Les jeunes Palestiniens (âgés de 18 à 24 ans) semblent moins soutenir la solution à deux États que les générations plus âgées (33 % de soutien contre 48 %). Comment analyser cela ?
La génération la plus ancienne a grandi dans les années 1960-1980, avec le mouvement national palestinien comme moyen d’identification. Cependant, depuis Oslo, les Palestiniens ont été socialisés dans un contexte très différent. La nouvelle génération considère les dirigeants palestiniens comme corrompus et incompétents et ne les veut pas comme leurs représentants. En outre, la jeune génération a grandi en témoin de l’échec d’Oslo. Le soutien à la solution à un état n’est qu’une réaction à cet échec. Il s’agit davantage d’un rejet de la solution à deux États plutôt que d’un véritable soutien au scénario d’un État.

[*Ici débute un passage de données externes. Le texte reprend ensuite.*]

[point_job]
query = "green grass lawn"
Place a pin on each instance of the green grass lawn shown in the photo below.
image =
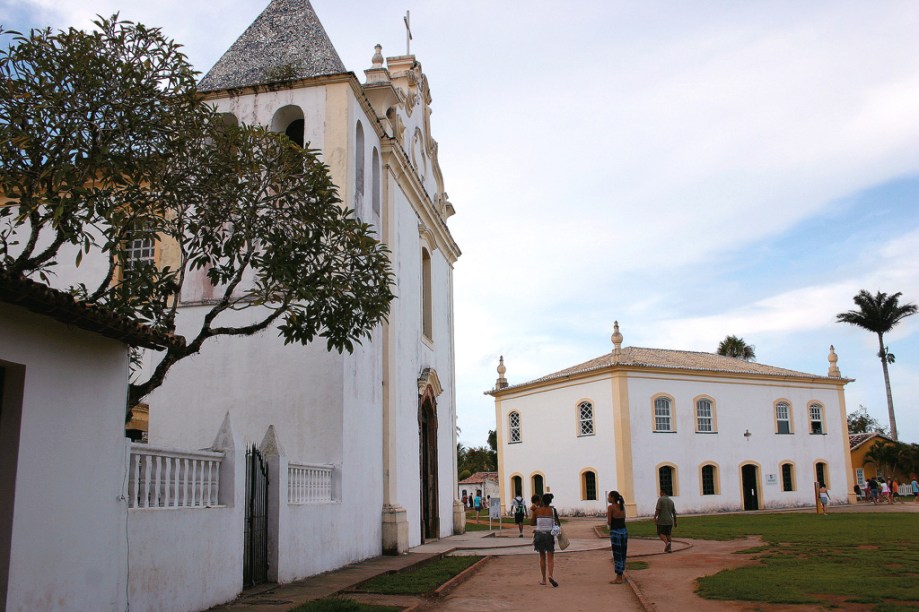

Dans vos recherches, vous montrez que le soutien à la lutte armée entre Palestiniens change en fonction de la période et des bouleversements politiques (avec une tendance similaire chez les Israéliens). Par exemple, parmi les Palestiniens, le soutien à la lutte armée s’est renforcé après l’annonce par Donald Trump du déménagement de l’ambassade des États-Unis à Jérusalem. Quelle a été la tendance générale de ces dernières années ?
Au cours des années 1990, les Palestiniens croyaient que la diplomatie était une meilleure solution que la lutte armée pour combattre l’occupation. Avec le début de la deuxième Intifada et l’échec du Sommet de Camp David en 2000, l’opinion publique a changé. Les Palestiniens ont de moins en moins cru à la solution à deux États. Les attentats-suicides contre les Israéliens ont été soutenu par une partie de la population palestinienne. A la fin de la deuxième Intifada (2000-2005), la tendance a de nouveau changé : les Palestiniens de Cisjordanie ont estimé que ni la lutte armée ni la diplomatie n’ont été efficaces dans la lutte contre l’occupation. C’est pourquoi, lorsque le nouveau président palestinien Mahmoud Abbas a plaidé pour la fin de la lutte armée, il a bénéficié d’un grand soutien, et donc, de succès. Nos sondages montrent qu’entre 2005 et 2015, il y a eu une baisse générale du soutien aux attentats suicides, jusqu’à ce qu’il y ait eu une résurgence du soutien à ce type d’actions. Depuis 2015, les Palestiniens qui soutiennent la lutte armée sont encore minoritaires, mais en grand nombre. La société palestinienne reste largement divisée sur ce sujet.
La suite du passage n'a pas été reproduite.